Tasting a smell, hearing a texture or seeing spoken words in color are, to most, uncommon experiences which can be difficult to understand since they are experienced by only a small percentage of the world’s population. This condition is called synesthesia, literally meaning “union of senses,” and the people who experience this phenomenon are called synesthetes.

In “Some People Really Can Taste the Rainbow”, author Audrey Carlsen writes that synesthesia is a “neurological condition in which stimulation of one sense (e.g., taste) produces experiences in a totally different sense (e.g., sight)”.
In a video by the Research Channel on YouTube titled “Red Mondays and Gemstone Jalapenos: The Synesthetic World”, non-synesthetes often experience synesthesia-like symptoms. For example, when someone is sleeping and suddenly hears a loud noise and wakes up, they may see a bright flash of light which coincides with the sound.

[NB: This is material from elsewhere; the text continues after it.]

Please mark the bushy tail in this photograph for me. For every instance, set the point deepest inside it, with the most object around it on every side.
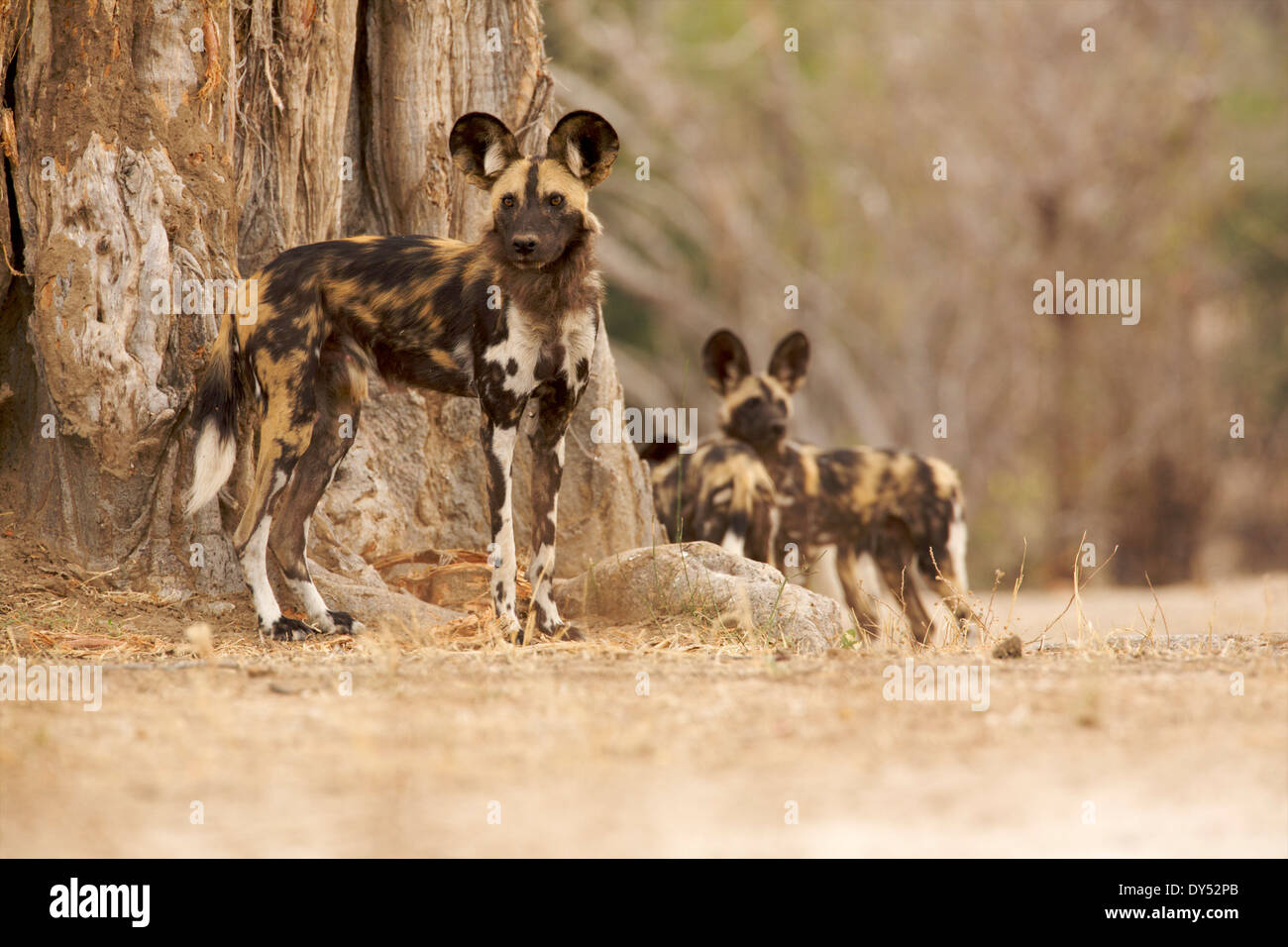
(215, 419)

This average experience bears some similarity to one of the most common types of synesthesia which is colored hearing, where the synesthete detects colors in sounds, music, and voices. According to researchers at the American Psychological Association, “most synesthetes report that they see such sounds internally, in the ‘mind’s eye’”, meaning that their actual view isn’t impaired and it occurs subconsciously. An example used in the Research Channel’s video was that a non-synesthete can picture something in front of them, such as a pumpkin – they can see it in their minds eye, but they know it isn’t there in front of them.

Junior Isabelle Saul-Hughes has colored hearing. “Physical feelings and emotional feelings have texture and density, different people’s voices have shades of color, personalities have color, sounds have color – a song will have bursts and swirls, and if it’s got vocals, the words being sung have the same kind of coloring as mentioned,” she said. Along with sounds and emotions, Saul-Hughes states that smells also have colors as well.

A young synesthete might not be conscious of his or her subconscious, atypical perceptions caused by synesthesia until diagnosed; Saul-Hughes had just recently realized she had synesthesia but she states that it doesn’t hinder her daily lifestyle.

Synesthetes have been living with this condition for their whole lives so if it was taken away from them, that loss would greatly affect them. “I would be much less creative without it… it has drastically increased my appreciation for beauty, and I’m deeply grateful for it.” Saul-Hughes said.